Paul Krugman is on the right road today. He just needs to travel further down it to get to the answers he is looking for.
War, Mr. Hedges says, plays to some fundamental urges. "Lurking beneath the surface of every society, including ours," he says, "is the passionate yearning for a nationalist cause that exalts us, the kind that war alone is able to deliver." When war psychology takes hold, the public believes, temporarily, in a "mythic reality" in which our nation is purely good, our enemies are purely evil, and anyone who isn't our ally is our enemy.

This state of mind works greatly to the benefit of those in power.

One striking part of the book describes Argentina's reaction to the 1982 Falklands war. Gen. Leopoldo Galtieri, the leader of the country's military junta, cynically launched that war to distract the public from the failure of his economic policies. It worked: "The junta, which had been on the verge of collapse" just before the war, "instantly became the saviors of the country."

The point is that once war psychology takes hold, the public desperately wants to believe in its leadership, and ascribes heroic qualities to even the least deserving ruler. . . .
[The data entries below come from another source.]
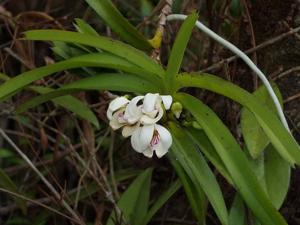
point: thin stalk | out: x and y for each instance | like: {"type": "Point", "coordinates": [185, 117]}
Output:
{"type": "Point", "coordinates": [244, 57]}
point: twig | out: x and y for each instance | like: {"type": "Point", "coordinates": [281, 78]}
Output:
{"type": "Point", "coordinates": [292, 98]}
{"type": "Point", "coordinates": [111, 163]}
{"type": "Point", "coordinates": [287, 72]}
{"type": "Point", "coordinates": [42, 177]}
{"type": "Point", "coordinates": [255, 81]}
{"type": "Point", "coordinates": [244, 57]}
{"type": "Point", "coordinates": [219, 64]}
{"type": "Point", "coordinates": [166, 10]}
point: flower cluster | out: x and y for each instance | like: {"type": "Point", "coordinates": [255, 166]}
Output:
{"type": "Point", "coordinates": [139, 118]}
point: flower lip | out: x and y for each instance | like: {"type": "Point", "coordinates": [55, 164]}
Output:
{"type": "Point", "coordinates": [139, 120]}
{"type": "Point", "coordinates": [151, 138]}
{"type": "Point", "coordinates": [116, 104]}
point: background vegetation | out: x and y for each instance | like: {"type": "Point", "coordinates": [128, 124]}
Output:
{"type": "Point", "coordinates": [53, 137]}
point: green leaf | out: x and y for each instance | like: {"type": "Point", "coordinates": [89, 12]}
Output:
{"type": "Point", "coordinates": [277, 174]}
{"type": "Point", "coordinates": [198, 170]}
{"type": "Point", "coordinates": [73, 104]}
{"type": "Point", "coordinates": [96, 60]}
{"type": "Point", "coordinates": [234, 159]}
{"type": "Point", "coordinates": [119, 24]}
{"type": "Point", "coordinates": [193, 191]}
{"type": "Point", "coordinates": [115, 47]}
{"type": "Point", "coordinates": [146, 7]}
{"type": "Point", "coordinates": [162, 199]}
{"type": "Point", "coordinates": [280, 138]}
{"type": "Point", "coordinates": [179, 47]}
{"type": "Point", "coordinates": [134, 201]}
{"type": "Point", "coordinates": [109, 81]}
{"type": "Point", "coordinates": [206, 147]}
{"type": "Point", "coordinates": [237, 214]}
{"type": "Point", "coordinates": [255, 138]}
{"type": "Point", "coordinates": [8, 184]}
{"type": "Point", "coordinates": [83, 27]}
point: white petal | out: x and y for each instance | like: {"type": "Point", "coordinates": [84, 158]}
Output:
{"type": "Point", "coordinates": [128, 130]}
{"type": "Point", "coordinates": [109, 114]}
{"type": "Point", "coordinates": [133, 111]}
{"type": "Point", "coordinates": [135, 140]}
{"type": "Point", "coordinates": [150, 101]}
{"type": "Point", "coordinates": [146, 135]}
{"type": "Point", "coordinates": [116, 104]}
{"type": "Point", "coordinates": [145, 119]}
{"type": "Point", "coordinates": [115, 124]}
{"type": "Point", "coordinates": [148, 153]}
{"type": "Point", "coordinates": [165, 138]}
{"type": "Point", "coordinates": [167, 101]}
{"type": "Point", "coordinates": [141, 138]}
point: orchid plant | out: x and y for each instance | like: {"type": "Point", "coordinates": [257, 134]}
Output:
{"type": "Point", "coordinates": [144, 119]}
{"type": "Point", "coordinates": [140, 122]}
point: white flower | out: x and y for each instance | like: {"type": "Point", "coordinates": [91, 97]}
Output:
{"type": "Point", "coordinates": [176, 109]}
{"type": "Point", "coordinates": [116, 104]}
{"type": "Point", "coordinates": [116, 114]}
{"type": "Point", "coordinates": [151, 138]}
{"type": "Point", "coordinates": [138, 118]}
{"type": "Point", "coordinates": [152, 107]}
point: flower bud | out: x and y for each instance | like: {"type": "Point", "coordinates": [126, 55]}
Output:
{"type": "Point", "coordinates": [176, 109]}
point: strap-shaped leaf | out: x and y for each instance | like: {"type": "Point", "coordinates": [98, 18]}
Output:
{"type": "Point", "coordinates": [234, 159]}
{"type": "Point", "coordinates": [118, 23]}
{"type": "Point", "coordinates": [109, 81]}
{"type": "Point", "coordinates": [255, 138]}
{"type": "Point", "coordinates": [179, 47]}
{"type": "Point", "coordinates": [237, 214]}
{"type": "Point", "coordinates": [115, 47]}
{"type": "Point", "coordinates": [281, 139]}
{"type": "Point", "coordinates": [193, 191]}
{"type": "Point", "coordinates": [83, 27]}
{"type": "Point", "coordinates": [95, 60]}
{"type": "Point", "coordinates": [206, 147]}
{"type": "Point", "coordinates": [198, 170]}
{"type": "Point", "coordinates": [274, 174]}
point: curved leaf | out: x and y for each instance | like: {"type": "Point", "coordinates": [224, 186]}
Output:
{"type": "Point", "coordinates": [255, 138]}
{"type": "Point", "coordinates": [115, 47]}
{"type": "Point", "coordinates": [277, 176]}
{"type": "Point", "coordinates": [109, 81]}
{"type": "Point", "coordinates": [281, 139]}
{"type": "Point", "coordinates": [97, 60]}
{"type": "Point", "coordinates": [198, 170]}
{"type": "Point", "coordinates": [119, 24]}
{"type": "Point", "coordinates": [193, 191]}
{"type": "Point", "coordinates": [206, 147]}
{"type": "Point", "coordinates": [234, 159]}
{"type": "Point", "coordinates": [237, 214]}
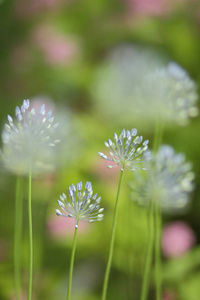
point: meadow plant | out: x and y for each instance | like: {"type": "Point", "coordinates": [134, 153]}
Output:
{"type": "Point", "coordinates": [128, 151]}
{"type": "Point", "coordinates": [27, 150]}
{"type": "Point", "coordinates": [166, 186]}
{"type": "Point", "coordinates": [148, 85]}
{"type": "Point", "coordinates": [82, 206]}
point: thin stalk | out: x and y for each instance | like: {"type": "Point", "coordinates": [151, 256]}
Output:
{"type": "Point", "coordinates": [30, 237]}
{"type": "Point", "coordinates": [149, 255]}
{"type": "Point", "coordinates": [107, 273]}
{"type": "Point", "coordinates": [18, 236]}
{"type": "Point", "coordinates": [158, 272]}
{"type": "Point", "coordinates": [159, 129]}
{"type": "Point", "coordinates": [72, 262]}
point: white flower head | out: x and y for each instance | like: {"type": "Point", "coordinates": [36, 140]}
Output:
{"type": "Point", "coordinates": [150, 88]}
{"type": "Point", "coordinates": [128, 150]}
{"type": "Point", "coordinates": [169, 181]}
{"type": "Point", "coordinates": [28, 141]}
{"type": "Point", "coordinates": [81, 205]}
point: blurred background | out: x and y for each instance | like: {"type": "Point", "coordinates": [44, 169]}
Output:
{"type": "Point", "coordinates": [63, 53]}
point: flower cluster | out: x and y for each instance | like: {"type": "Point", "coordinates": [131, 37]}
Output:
{"type": "Point", "coordinates": [169, 181]}
{"type": "Point", "coordinates": [127, 150]}
{"type": "Point", "coordinates": [28, 142]}
{"type": "Point", "coordinates": [151, 89]}
{"type": "Point", "coordinates": [82, 205]}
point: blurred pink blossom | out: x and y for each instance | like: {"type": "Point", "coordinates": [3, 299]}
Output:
{"type": "Point", "coordinates": [154, 7]}
{"type": "Point", "coordinates": [177, 239]}
{"type": "Point", "coordinates": [57, 48]}
{"type": "Point", "coordinates": [60, 227]}
{"type": "Point", "coordinates": [22, 296]}
{"type": "Point", "coordinates": [146, 7]}
{"type": "Point", "coordinates": [21, 58]}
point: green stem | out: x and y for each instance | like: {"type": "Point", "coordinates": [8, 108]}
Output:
{"type": "Point", "coordinates": [106, 278]}
{"type": "Point", "coordinates": [159, 129]}
{"type": "Point", "coordinates": [18, 235]}
{"type": "Point", "coordinates": [158, 272]}
{"type": "Point", "coordinates": [149, 255]}
{"type": "Point", "coordinates": [72, 262]}
{"type": "Point", "coordinates": [30, 238]}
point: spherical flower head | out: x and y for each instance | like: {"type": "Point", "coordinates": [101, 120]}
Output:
{"type": "Point", "coordinates": [28, 143]}
{"type": "Point", "coordinates": [128, 150]}
{"type": "Point", "coordinates": [81, 205]}
{"type": "Point", "coordinates": [169, 181]}
{"type": "Point", "coordinates": [150, 88]}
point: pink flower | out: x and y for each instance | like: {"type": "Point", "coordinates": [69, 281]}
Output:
{"type": "Point", "coordinates": [62, 227]}
{"type": "Point", "coordinates": [146, 7]}
{"type": "Point", "coordinates": [154, 7]}
{"type": "Point", "coordinates": [56, 47]}
{"type": "Point", "coordinates": [177, 239]}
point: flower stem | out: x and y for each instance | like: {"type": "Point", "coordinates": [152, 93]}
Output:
{"type": "Point", "coordinates": [158, 273]}
{"type": "Point", "coordinates": [30, 238]}
{"type": "Point", "coordinates": [106, 278]}
{"type": "Point", "coordinates": [149, 255]}
{"type": "Point", "coordinates": [72, 262]}
{"type": "Point", "coordinates": [159, 129]}
{"type": "Point", "coordinates": [18, 235]}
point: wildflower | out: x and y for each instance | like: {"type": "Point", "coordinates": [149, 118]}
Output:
{"type": "Point", "coordinates": [82, 205]}
{"type": "Point", "coordinates": [177, 238]}
{"type": "Point", "coordinates": [151, 89]}
{"type": "Point", "coordinates": [28, 142]}
{"type": "Point", "coordinates": [128, 150]}
{"type": "Point", "coordinates": [169, 181]}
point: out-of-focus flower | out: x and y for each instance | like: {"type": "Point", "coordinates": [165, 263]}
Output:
{"type": "Point", "coordinates": [28, 7]}
{"type": "Point", "coordinates": [60, 227]}
{"type": "Point", "coordinates": [82, 205]}
{"type": "Point", "coordinates": [168, 295]}
{"type": "Point", "coordinates": [154, 8]}
{"type": "Point", "coordinates": [146, 7]}
{"type": "Point", "coordinates": [133, 83]}
{"type": "Point", "coordinates": [169, 181]}
{"type": "Point", "coordinates": [58, 49]}
{"type": "Point", "coordinates": [67, 131]}
{"type": "Point", "coordinates": [177, 239]}
{"type": "Point", "coordinates": [128, 150]}
{"type": "Point", "coordinates": [28, 142]}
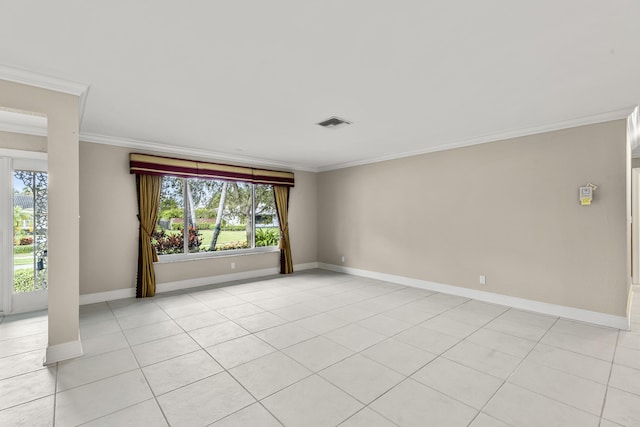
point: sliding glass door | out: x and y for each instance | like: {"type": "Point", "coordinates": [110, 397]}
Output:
{"type": "Point", "coordinates": [24, 231]}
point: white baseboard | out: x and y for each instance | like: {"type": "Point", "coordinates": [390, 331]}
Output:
{"type": "Point", "coordinates": [107, 296]}
{"type": "Point", "coordinates": [307, 266]}
{"type": "Point", "coordinates": [190, 283]}
{"type": "Point", "coordinates": [214, 280]}
{"type": "Point", "coordinates": [64, 351]}
{"type": "Point", "coordinates": [603, 319]}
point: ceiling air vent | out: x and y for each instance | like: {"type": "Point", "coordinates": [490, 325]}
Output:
{"type": "Point", "coordinates": [334, 123]}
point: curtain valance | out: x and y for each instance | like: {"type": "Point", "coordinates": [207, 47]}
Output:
{"type": "Point", "coordinates": [144, 164]}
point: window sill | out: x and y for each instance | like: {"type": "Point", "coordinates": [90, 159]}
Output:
{"type": "Point", "coordinates": [167, 259]}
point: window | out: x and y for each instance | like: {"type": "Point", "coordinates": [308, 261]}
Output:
{"type": "Point", "coordinates": [218, 216]}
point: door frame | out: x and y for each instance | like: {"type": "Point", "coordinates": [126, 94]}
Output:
{"type": "Point", "coordinates": [11, 303]}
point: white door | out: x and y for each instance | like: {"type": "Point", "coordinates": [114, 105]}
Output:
{"type": "Point", "coordinates": [24, 232]}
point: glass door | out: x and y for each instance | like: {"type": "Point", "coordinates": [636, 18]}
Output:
{"type": "Point", "coordinates": [27, 229]}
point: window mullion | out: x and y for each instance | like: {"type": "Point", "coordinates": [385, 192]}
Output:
{"type": "Point", "coordinates": [185, 216]}
{"type": "Point", "coordinates": [253, 215]}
Last week's convention made it clear that Mr. Bush intends to use what's left of his heroic image to win the election, and early polls suggest that the strategy may be working. What can John Kerry do?
Krugman has tapped into the numinous world of identity and meaning through which the Democrats must navigate but in which they are always so inept. Democrats think a mantra of economic facts and figures is enough to win an election, obsessed with the lessons of the past ("It's the economy, stupid.") and thus remarkably resistant to learning any new ones.

Among Western countries, the United States is certainly the most nationalistic and the most inclined to inflect its national identity in the traditional militaristic tones. Recall that 9/11 was immeditately labeled an attack on "America" and thus any specifics about the World Trade Center or New York are irrelevant in this war of national survival. The Republicans get away with holding their convention in one of the most hostile cities to their right-wing agenda because the convention wasn't actually in New York City, an actual place, but simply in the "America" which was attacked on September 11.
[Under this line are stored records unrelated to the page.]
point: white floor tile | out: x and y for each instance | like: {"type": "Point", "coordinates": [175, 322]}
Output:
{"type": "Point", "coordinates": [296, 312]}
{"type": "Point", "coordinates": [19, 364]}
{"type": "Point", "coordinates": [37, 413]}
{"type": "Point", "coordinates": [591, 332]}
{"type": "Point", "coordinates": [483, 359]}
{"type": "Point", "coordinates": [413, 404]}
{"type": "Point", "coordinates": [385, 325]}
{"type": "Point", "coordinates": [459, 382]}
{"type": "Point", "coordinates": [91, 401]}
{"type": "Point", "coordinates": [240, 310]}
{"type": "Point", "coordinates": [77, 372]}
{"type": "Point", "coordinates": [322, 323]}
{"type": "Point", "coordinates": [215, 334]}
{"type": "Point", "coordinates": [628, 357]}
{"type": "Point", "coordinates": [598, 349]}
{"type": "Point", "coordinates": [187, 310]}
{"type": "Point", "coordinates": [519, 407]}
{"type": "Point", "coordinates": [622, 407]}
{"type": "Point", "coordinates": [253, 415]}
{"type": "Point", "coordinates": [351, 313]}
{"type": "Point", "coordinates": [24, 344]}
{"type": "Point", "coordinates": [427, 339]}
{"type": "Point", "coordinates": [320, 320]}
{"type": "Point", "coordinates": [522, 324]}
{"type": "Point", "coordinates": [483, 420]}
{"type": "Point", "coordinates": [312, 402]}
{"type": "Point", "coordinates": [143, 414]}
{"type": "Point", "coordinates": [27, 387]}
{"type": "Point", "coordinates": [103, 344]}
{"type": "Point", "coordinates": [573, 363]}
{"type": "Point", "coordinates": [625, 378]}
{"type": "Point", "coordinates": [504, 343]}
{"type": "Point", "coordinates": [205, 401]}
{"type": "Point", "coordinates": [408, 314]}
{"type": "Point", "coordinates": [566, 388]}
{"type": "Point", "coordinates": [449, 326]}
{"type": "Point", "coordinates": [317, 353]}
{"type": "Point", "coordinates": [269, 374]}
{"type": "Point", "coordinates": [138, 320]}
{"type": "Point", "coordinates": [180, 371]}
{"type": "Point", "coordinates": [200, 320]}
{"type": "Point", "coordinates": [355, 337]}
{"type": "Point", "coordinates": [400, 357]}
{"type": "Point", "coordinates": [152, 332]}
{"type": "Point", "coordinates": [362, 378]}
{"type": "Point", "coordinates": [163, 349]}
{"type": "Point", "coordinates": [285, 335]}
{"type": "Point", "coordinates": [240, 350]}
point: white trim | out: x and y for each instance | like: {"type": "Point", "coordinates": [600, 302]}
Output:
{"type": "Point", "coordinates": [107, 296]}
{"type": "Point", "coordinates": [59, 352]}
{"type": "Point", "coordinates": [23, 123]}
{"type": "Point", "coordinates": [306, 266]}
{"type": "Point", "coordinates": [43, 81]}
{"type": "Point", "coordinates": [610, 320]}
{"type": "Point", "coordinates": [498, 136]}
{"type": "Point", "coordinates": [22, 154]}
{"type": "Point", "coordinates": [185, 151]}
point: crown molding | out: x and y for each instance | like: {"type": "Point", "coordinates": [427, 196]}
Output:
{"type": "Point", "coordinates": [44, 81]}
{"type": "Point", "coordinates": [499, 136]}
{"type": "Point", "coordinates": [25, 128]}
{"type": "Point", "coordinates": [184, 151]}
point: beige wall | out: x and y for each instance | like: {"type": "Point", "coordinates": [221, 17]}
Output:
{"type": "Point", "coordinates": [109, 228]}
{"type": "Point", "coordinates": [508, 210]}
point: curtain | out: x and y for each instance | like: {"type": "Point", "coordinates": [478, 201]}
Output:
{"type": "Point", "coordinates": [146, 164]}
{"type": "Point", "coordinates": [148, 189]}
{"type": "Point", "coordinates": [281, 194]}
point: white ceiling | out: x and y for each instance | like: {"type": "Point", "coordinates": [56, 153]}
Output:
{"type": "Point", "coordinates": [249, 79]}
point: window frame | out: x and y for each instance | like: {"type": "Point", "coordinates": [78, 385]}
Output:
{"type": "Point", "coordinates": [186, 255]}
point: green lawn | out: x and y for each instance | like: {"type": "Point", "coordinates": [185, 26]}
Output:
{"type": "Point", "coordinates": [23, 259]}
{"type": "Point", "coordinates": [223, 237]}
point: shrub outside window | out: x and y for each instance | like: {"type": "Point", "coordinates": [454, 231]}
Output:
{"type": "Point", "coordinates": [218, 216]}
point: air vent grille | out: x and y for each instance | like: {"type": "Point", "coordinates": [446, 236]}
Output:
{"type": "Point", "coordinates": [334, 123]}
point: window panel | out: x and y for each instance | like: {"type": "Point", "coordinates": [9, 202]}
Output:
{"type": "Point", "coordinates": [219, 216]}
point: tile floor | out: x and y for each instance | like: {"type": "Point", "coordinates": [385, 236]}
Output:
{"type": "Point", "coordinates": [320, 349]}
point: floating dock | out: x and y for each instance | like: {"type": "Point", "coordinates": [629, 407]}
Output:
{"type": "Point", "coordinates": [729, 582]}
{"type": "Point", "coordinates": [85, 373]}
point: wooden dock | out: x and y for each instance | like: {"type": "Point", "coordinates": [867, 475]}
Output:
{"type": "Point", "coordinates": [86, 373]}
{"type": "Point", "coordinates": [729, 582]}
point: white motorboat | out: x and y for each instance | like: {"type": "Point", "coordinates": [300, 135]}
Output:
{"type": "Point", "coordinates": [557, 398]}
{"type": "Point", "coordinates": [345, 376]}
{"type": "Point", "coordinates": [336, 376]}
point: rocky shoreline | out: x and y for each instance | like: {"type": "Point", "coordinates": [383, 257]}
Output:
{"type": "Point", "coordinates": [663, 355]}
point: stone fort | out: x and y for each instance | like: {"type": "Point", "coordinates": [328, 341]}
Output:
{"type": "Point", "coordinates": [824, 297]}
Krugman is absolutely correct that the instinct to "rally 'round the flag" is strong, particularly in nationalistic societies like the US. What he fails to appreciate fully, however, is that his prescription for John Kerry is not likely to gain much traction in the midst of the rallying.
To win, the Kerry campaign has to convince a significant number of voters that the self-proclaimed "war president" isn't an effective war leader - he only plays one on TV. . . . Iraq, in particular, is a slow-motion disaster brought on by wishful thinking, cronyism and epic incompetence. . . . as many American soldiers have died since the transfer as in the original invasion . . . he didn't prepare for things that actually mattered, like securing and rebuilding Iraq after Baghdad fell.
If this short list leaves you profoundly underwhelmed -- as it should -- you appreciate what Kerry is up against. The problem is that the chickens are far from coming home to roost on Mr. Bush's War. Russians loved WWI in 1914 and it took years of disastrous defeats on the battlefield and starvation at home to convince them by 1917 that the war was a "disaster". The Argentines loved their junta in April 1982, but by June utter defeat in the Falklands was obvious to all, followed quickly by the resignation of the Gen. Galtieri and elections the following year which finished off the entire junta itself.
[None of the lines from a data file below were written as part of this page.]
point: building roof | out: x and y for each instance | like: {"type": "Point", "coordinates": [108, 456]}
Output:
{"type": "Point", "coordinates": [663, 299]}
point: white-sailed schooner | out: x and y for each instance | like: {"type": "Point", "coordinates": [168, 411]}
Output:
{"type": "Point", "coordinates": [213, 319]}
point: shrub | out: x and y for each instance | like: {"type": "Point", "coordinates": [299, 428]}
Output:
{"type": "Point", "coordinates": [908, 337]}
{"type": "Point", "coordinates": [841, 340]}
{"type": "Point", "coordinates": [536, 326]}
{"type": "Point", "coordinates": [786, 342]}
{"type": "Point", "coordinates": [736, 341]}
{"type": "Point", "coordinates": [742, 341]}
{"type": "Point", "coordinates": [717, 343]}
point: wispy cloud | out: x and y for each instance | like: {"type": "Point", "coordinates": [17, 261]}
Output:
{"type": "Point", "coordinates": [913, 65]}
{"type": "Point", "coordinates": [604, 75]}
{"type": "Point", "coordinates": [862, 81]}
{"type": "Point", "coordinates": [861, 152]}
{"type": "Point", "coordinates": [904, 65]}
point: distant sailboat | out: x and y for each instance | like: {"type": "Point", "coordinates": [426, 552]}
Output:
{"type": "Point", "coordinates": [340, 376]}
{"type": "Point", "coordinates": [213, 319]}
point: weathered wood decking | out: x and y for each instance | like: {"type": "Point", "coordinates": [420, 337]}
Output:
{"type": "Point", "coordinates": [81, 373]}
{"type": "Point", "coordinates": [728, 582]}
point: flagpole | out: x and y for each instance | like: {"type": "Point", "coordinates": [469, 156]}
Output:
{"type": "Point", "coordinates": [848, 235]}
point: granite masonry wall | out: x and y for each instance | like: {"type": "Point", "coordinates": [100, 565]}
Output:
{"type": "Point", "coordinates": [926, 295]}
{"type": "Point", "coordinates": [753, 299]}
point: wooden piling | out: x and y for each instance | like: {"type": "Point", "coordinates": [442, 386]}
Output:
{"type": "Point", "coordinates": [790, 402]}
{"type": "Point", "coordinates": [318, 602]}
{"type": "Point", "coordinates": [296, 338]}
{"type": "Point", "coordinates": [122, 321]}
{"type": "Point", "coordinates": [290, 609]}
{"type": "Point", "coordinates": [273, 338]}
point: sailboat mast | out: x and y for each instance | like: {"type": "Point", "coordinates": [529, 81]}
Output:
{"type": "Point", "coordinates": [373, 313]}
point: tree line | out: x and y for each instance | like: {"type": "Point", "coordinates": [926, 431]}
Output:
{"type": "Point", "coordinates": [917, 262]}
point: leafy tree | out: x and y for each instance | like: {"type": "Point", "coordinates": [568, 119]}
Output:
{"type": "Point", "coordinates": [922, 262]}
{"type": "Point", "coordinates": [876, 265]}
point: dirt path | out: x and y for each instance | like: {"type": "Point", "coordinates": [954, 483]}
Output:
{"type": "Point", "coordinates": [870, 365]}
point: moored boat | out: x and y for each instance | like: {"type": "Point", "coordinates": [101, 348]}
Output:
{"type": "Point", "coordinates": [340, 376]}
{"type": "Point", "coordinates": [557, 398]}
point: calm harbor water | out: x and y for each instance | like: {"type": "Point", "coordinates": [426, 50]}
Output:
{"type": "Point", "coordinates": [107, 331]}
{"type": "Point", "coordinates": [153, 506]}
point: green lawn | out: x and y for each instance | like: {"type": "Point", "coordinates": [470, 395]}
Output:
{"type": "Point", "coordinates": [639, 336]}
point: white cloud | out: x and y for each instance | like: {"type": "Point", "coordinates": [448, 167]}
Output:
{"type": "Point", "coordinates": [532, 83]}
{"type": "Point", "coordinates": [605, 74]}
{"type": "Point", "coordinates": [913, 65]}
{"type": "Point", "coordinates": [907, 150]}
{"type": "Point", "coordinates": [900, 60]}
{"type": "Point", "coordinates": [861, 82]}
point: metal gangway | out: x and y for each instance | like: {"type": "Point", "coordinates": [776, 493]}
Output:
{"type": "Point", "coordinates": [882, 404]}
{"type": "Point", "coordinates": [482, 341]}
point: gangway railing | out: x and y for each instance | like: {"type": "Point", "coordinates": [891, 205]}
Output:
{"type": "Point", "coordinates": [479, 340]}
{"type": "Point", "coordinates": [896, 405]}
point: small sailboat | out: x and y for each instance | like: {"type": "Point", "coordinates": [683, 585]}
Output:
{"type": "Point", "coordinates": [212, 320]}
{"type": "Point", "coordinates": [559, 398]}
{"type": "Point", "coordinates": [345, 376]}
No such defeats can be identified for the US in Iraq. Americans are not being conscripted to die againt their will; they are volunteers (even the ones subjected to "stop-loss" actions at least volunteered in the past) lionized in the media for asking to go to the frontlines (e.g. Pat Tillman). We are not bearing a financial burden to fight in Iraq and Afghanistan; the war is all on credit. There have been no definitive major defeats on the battlefield, only 'strategic retreats' as in Fallujah. The seeds of defeat being sown today are more political than military, the former being highly subjective and eminently deniable. Most importantly, the fruits of these seeds will not be reaped for months if not years, just as the 1973/5 retreat from Vietnam was only dimly seen and nearly universally disbelieved in 1965.

What must Kerry do? Destroy the myth. But Democrats are borderline incompetent in playing the game of symbolic politics. Today's Democrats think appeals to material interest are ultimately what really matters, but like the left in early 1920s Italy or early 1930s Germany, they are faced with a right-wing politics of resentment which must be combatted with ideas more than with statistics.

George Bush has big ideas: War on Terror, the American Family, the Ownership Society, etc. What are John Kerry's big ideas to combat them? Does he have even one?